Eso obliga a hacer de la escritura un acto responsable y honesto. Un ejercicio inmerso en un contexto en el que la irrupción de las redes sociales y otros canales de expresión han hecho que la propia ciudadanía se transforme en productora de contenidos que circulan y tienen amplio alcance. Sin embargo, y contra cualquier presagio, es en ese mundo que los diarios están vivos. Más vivos que nunca por el imperativo que la hora pone para la información chequeada y puesta en contexto. Por la trascendencia que en tiempos urgentes tienen el análisis y la mesura en el tratamiento de la información.

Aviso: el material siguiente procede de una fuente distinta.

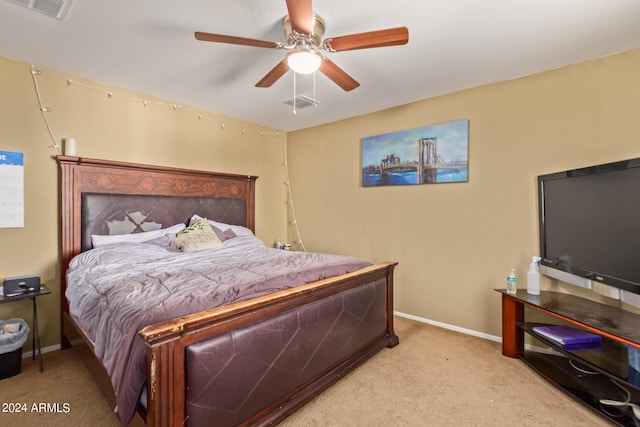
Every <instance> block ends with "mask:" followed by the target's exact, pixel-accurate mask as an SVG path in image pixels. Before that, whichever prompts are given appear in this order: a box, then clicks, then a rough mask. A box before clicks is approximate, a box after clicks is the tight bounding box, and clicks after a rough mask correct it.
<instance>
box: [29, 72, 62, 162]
mask: <svg viewBox="0 0 640 427" xmlns="http://www.w3.org/2000/svg"><path fill="white" fill-rule="evenodd" d="M41 74H42V72H41V71H39V70H36V69H35V68H34V67H33V65H32V66H31V78H32V79H33V87H34V89H35V91H36V98H37V99H38V105H39V106H40V114H42V119H43V120H44V124H45V126H46V127H47V131H48V132H49V136H50V137H51V139H52V140H53V146H52V147H53V148H55V149H56V151H57V152H58V154H62V150H61V149H60V145H59V144H58V140H57V139H56V137H55V136H53V131H52V130H51V126H50V125H49V121H48V120H47V115H46V113H48V112H49V111H51V108H49V107H45V106H44V105H42V97H41V96H40V88H39V87H38V79H37V77H36V76H39V75H41ZM50 147H51V146H50Z"/></svg>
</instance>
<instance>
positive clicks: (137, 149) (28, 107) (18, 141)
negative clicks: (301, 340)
mask: <svg viewBox="0 0 640 427" xmlns="http://www.w3.org/2000/svg"><path fill="white" fill-rule="evenodd" d="M67 80H71V84H70V85H68V84H67ZM38 85H39V87H40V92H41V95H42V99H43V103H44V105H45V106H47V107H50V108H51V109H52V111H51V112H49V113H46V114H47V118H48V120H49V122H50V124H51V128H52V131H53V133H54V136H55V138H56V140H57V142H58V143H60V142H61V140H62V139H63V138H67V137H73V138H75V139H76V140H77V145H78V148H77V152H78V155H79V156H82V157H90V158H103V159H112V160H123V161H130V162H136V163H149V164H158V165H167V166H172V167H186V168H190V169H204V170H213V171H220V172H229V173H239V174H251V175H258V176H259V179H258V181H257V184H256V187H257V190H256V193H257V195H256V211H257V220H256V234H257V235H258V237H260V238H262V239H263V240H265V242H266V243H267V244H271V243H272V242H273V239H274V237H280V236H282V237H281V239H283V240H284V236H285V234H286V204H285V202H286V196H285V191H284V190H285V189H284V185H283V181H284V171H283V167H282V153H283V151H282V145H283V141H284V139H285V136H286V135H285V134H284V133H282V132H278V131H277V130H274V129H267V128H261V127H258V126H256V125H252V124H250V123H245V122H239V121H235V120H232V119H230V118H227V117H223V116H220V115H216V114H212V113H207V112H204V111H196V110H194V111H193V112H190V111H189V110H188V109H187V108H186V107H185V108H178V109H176V110H174V109H173V107H172V103H171V101H164V100H159V99H155V98H152V97H148V96H146V95H143V94H139V93H136V92H131V91H127V90H124V89H121V88H117V87H111V86H106V85H102V84H99V83H97V82H92V81H87V80H82V79H79V78H77V77H75V76H69V75H64V74H62V73H59V72H56V71H52V70H46V69H43V74H42V75H40V76H39V77H38ZM109 92H110V93H112V94H113V96H111V98H109V96H107V93H109ZM0 94H1V98H0V150H2V151H18V152H23V153H24V165H25V166H24V171H25V172H24V180H25V226H24V227H23V228H14V229H4V228H0V242H1V244H0V278H3V277H9V276H16V275H25V274H39V275H40V276H41V278H42V281H43V282H44V283H46V284H47V285H48V287H49V288H50V289H52V291H53V294H52V295H48V296H44V297H41V298H39V300H38V308H39V310H38V311H39V319H40V322H39V323H40V330H41V337H42V346H43V347H47V346H52V345H55V344H58V343H59V317H60V316H59V299H60V293H59V281H60V280H59V279H60V277H59V276H60V273H59V241H58V234H59V231H58V230H59V211H58V165H57V162H56V160H55V158H54V156H55V155H56V150H54V149H53V148H51V147H50V146H51V145H52V144H53V140H52V139H51V137H50V136H49V134H48V132H47V129H46V127H45V124H44V121H43V119H42V117H41V115H40V111H39V106H38V103H37V99H36V94H35V90H34V84H33V80H32V77H31V70H30V65H29V64H26V63H22V62H16V61H12V60H9V59H5V58H0ZM211 96H215V90H212V93H211ZM135 99H137V100H140V101H134V100H135ZM142 100H147V105H146V106H144V104H143V102H142ZM167 102H168V103H169V105H161V104H162V103H167ZM198 114H200V115H202V118H201V119H198ZM222 123H224V128H223V127H222V126H221V124H222ZM30 307H31V306H30V302H27V301H21V302H15V303H11V304H4V305H0V319H7V318H10V317H22V318H25V319H27V320H28V322H29V323H31V310H30ZM30 342H31V341H30V340H29V341H28V344H27V345H26V346H25V351H28V350H30V349H31V346H30Z"/></svg>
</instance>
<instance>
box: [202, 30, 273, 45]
mask: <svg viewBox="0 0 640 427" xmlns="http://www.w3.org/2000/svg"><path fill="white" fill-rule="evenodd" d="M195 35H196V39H197V40H200V41H205V42H216V43H228V44H239V45H242V46H254V47H266V48H281V47H282V44H281V43H276V42H271V41H267V40H258V39H248V38H246V37H235V36H226V35H224V34H212V33H201V32H200V31H196V33H195Z"/></svg>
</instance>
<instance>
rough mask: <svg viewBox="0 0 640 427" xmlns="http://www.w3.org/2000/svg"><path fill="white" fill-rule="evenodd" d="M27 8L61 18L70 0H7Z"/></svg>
mask: <svg viewBox="0 0 640 427" xmlns="http://www.w3.org/2000/svg"><path fill="white" fill-rule="evenodd" d="M9 1H11V2H13V3H18V4H20V5H22V6H24V7H27V8H29V9H32V10H35V11H38V12H41V13H44V14H45V15H49V16H51V17H53V18H56V19H59V20H61V21H62V20H63V19H64V17H65V16H66V14H67V11H68V10H69V7H70V6H71V0H9Z"/></svg>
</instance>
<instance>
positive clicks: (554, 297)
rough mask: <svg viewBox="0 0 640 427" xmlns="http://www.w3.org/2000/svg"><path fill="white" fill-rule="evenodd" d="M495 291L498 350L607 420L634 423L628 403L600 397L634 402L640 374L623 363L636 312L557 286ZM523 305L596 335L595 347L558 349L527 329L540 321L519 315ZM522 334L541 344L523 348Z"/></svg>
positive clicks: (638, 424) (627, 365)
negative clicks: (525, 364)
mask: <svg viewBox="0 0 640 427" xmlns="http://www.w3.org/2000/svg"><path fill="white" fill-rule="evenodd" d="M496 291H498V292H500V293H501V294H502V354H503V355H504V356H507V357H514V358H515V357H517V358H520V359H521V360H522V361H523V362H525V363H526V364H527V365H528V366H529V367H530V368H532V369H533V370H534V371H536V372H537V373H538V374H540V375H541V376H542V377H544V378H545V379H546V380H547V381H549V382H551V383H552V384H554V385H555V386H556V387H558V388H560V389H561V390H563V391H564V392H565V393H567V394H568V395H569V396H571V397H573V398H574V399H576V400H577V401H579V402H581V403H582V404H584V405H586V406H587V407H589V408H590V409H592V410H593V411H595V412H596V413H598V414H600V415H601V416H603V417H604V418H606V419H607V420H609V421H611V422H613V423H615V424H617V425H620V426H629V427H635V426H637V425H640V418H636V417H635V416H634V414H633V409H632V407H631V406H628V405H624V404H622V405H620V406H614V405H611V404H607V403H606V402H607V400H608V401H616V402H629V403H636V404H640V375H637V371H635V370H634V369H633V368H631V366H630V365H629V354H630V353H632V352H634V351H638V349H640V315H639V314H635V313H632V312H629V311H625V310H623V309H620V308H616V307H612V306H609V305H606V304H601V303H598V302H595V301H590V300H587V299H584V298H580V297H577V296H574V295H570V294H563V293H559V292H551V291H541V292H540V295H529V294H527V291H526V290H519V291H518V292H517V294H516V295H510V294H508V293H507V292H506V290H505V289H496ZM525 306H528V307H531V308H533V309H536V310H538V311H540V312H543V313H546V314H547V315H548V316H549V322H550V323H554V324H567V323H569V324H570V326H574V327H577V328H579V329H583V330H587V331H589V332H592V333H595V334H598V335H600V336H601V337H602V343H601V345H600V347H599V348H596V349H588V350H574V351H566V350H564V349H563V347H562V345H560V344H558V343H556V342H555V341H553V340H550V339H547V338H545V337H543V336H542V335H539V334H537V333H536V332H535V331H534V330H533V327H534V326H536V325H540V323H530V322H527V321H525ZM525 334H527V335H528V336H530V337H533V338H534V339H535V340H536V342H537V343H538V344H541V346H540V348H538V349H537V350H533V349H531V350H530V349H525V346H524V337H525ZM545 348H546V349H545ZM630 349H631V350H630ZM603 401H604V402H605V403H603ZM609 403H612V402H609Z"/></svg>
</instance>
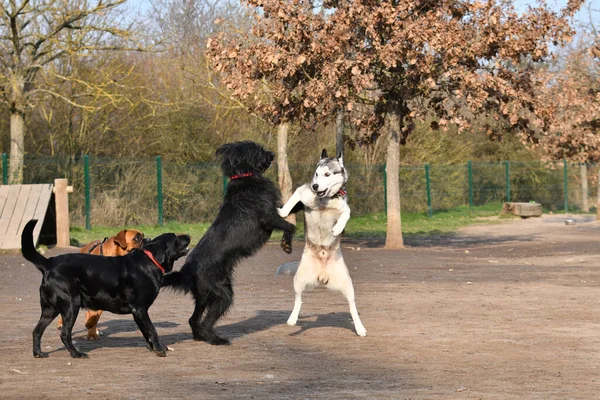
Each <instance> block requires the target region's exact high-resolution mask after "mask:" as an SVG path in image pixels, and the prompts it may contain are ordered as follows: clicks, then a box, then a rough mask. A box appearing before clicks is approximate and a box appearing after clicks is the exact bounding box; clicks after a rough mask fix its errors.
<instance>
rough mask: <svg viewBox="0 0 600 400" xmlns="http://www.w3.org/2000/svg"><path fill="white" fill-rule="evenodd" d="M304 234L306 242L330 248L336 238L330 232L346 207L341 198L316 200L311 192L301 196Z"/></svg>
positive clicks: (345, 208) (330, 198) (344, 203)
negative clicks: (302, 210) (328, 247)
mask: <svg viewBox="0 0 600 400" xmlns="http://www.w3.org/2000/svg"><path fill="white" fill-rule="evenodd" d="M302 203H303V204H304V216H305V222H306V228H305V234H306V239H307V241H308V242H310V243H312V244H314V245H317V246H326V247H328V246H332V245H334V244H335V242H336V240H338V239H339V238H336V237H335V236H334V235H333V233H332V231H333V227H334V225H335V224H336V223H337V222H338V220H339V219H340V216H341V215H342V213H343V212H344V210H346V208H347V207H348V205H347V204H346V200H345V199H343V198H341V197H336V198H318V197H317V196H315V195H314V194H313V193H312V192H311V193H310V195H307V196H303V198H302Z"/></svg>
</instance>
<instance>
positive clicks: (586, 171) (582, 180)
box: [579, 164, 590, 212]
mask: <svg viewBox="0 0 600 400" xmlns="http://www.w3.org/2000/svg"><path fill="white" fill-rule="evenodd" d="M579 177H580V178H581V211H583V212H590V202H589V199H588V192H587V191H588V187H587V165H586V164H580V165H579Z"/></svg>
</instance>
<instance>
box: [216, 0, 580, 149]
mask: <svg viewBox="0 0 600 400" xmlns="http://www.w3.org/2000/svg"><path fill="white" fill-rule="evenodd" d="M246 2H247V4H248V5H249V6H251V7H255V8H256V10H257V12H256V14H255V24H254V26H253V27H252V30H251V32H248V33H245V32H235V30H234V29H233V27H231V28H230V29H228V30H227V34H223V33H222V34H220V35H219V36H217V37H213V38H212V39H211V40H210V41H209V43H208V52H209V55H210V57H211V59H212V61H213V65H214V67H215V69H216V70H217V71H219V72H220V73H221V76H222V80H223V82H224V83H225V84H226V85H227V87H228V89H229V90H230V91H231V93H232V94H233V95H234V96H236V97H238V98H240V99H242V100H243V101H244V102H245V103H246V104H247V106H248V107H249V108H250V109H251V110H252V111H253V112H256V113H258V114H260V115H262V116H263V117H264V118H265V119H268V120H270V121H272V122H274V123H278V122H281V121H303V122H306V123H309V124H310V123H312V122H313V121H315V120H316V119H324V118H328V117H330V116H332V115H334V112H335V111H336V110H337V109H339V108H344V109H346V110H348V111H354V112H350V113H348V114H349V116H350V119H351V120H352V122H354V123H355V124H356V125H357V126H361V127H364V128H366V130H367V131H372V130H373V129H375V128H377V127H378V126H381V124H382V120H383V118H385V116H386V115H387V114H389V113H394V114H395V115H397V116H399V117H400V120H401V127H402V136H403V137H404V138H406V137H407V136H408V134H409V133H410V131H411V130H412V128H413V127H414V120H415V119H417V118H420V119H422V118H424V117H425V116H426V115H428V116H429V117H430V118H432V119H433V120H434V122H433V126H434V127H440V128H442V129H446V128H447V127H448V126H449V125H450V124H455V125H457V126H458V127H459V130H463V129H465V128H466V127H468V126H469V123H470V121H471V120H472V119H473V118H474V117H475V116H486V117H492V118H495V119H499V120H502V121H505V122H506V124H507V127H509V128H512V129H519V130H520V131H525V132H528V133H530V134H532V133H533V131H534V130H533V126H534V125H535V124H532V122H535V123H536V124H537V125H540V124H542V121H541V119H540V116H538V115H537V114H536V112H537V108H536V103H535V101H534V81H533V78H532V74H533V67H532V66H533V64H534V63H536V62H538V61H542V60H544V59H545V58H547V57H548V55H549V46H550V45H551V44H552V43H555V44H559V43H562V42H564V41H566V40H568V39H569V38H570V36H571V35H572V34H573V31H572V28H571V26H570V24H569V22H570V18H571V17H572V16H573V14H574V13H575V12H576V11H577V10H578V9H579V7H580V6H581V4H582V3H583V0H571V1H569V2H568V5H567V6H566V7H565V8H564V9H563V10H561V11H560V12H556V11H553V10H551V9H550V8H548V7H546V6H544V5H541V6H538V7H535V8H530V9H529V11H528V12H526V13H524V14H522V15H521V14H519V13H518V12H517V11H516V10H515V9H514V7H513V6H512V2H510V1H506V0H489V1H459V0H438V1H431V0H420V1H418V0H399V1H375V0H358V1H349V0H328V1H325V2H324V3H322V4H321V3H316V2H313V1H309V0H293V1H282V0H247V1H246Z"/></svg>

Es una falacia pensar que los diarios están muertos a manos de la irrupción de nuevos medios. La tecnología, lejos de ser una amenaza, es una aliada en la tarea de contar. La penetración que alcanzan excede, gracias a ella, el pequeño espectro territorial. Lo que cambia es el modo, solo difiere el soporte para la misma premisa de llegar a todos: hoy algunos nos leen en papel y otros en una pantalla, pero todos leen lo mismo. Y quizás sea tiempo de revalorizar eso. De volver sobre las fuentes no para abrazarse con nostalgia al pasado sino para afrontar el futuro nutridos de lo mejor del oficio periodístico -seguramente el oficio más lindo del mundo- ese que se construye sobre la base de un capital simbólico e intangible que es la credibilidad. Credibilidad que no surge de manera espontánea ni en la inmediatez con la que una noticia alcanza las redes sociales sino que se construye a partir de transmitir los hechos con idoneidad y responsabilidad discursiva a través de los años. La credibilidad es el fruto del trabajo sostenido, y de un lazo con los lectores que se honra todos los días cada vez que LA OPINION gana las calles o llega a través de la pantalla de una computadora o de un celular para seguir escribiendo la historia de la ciudad y haciendo lo que sabe hacer: contar lo que pasa desde una mirada plural, poniendo en esa tarea honestidad intelectual, profesionalismo y un profundo compromiso con el valor de la palabra escrita, esa que perdura, como estos 103 años de historia.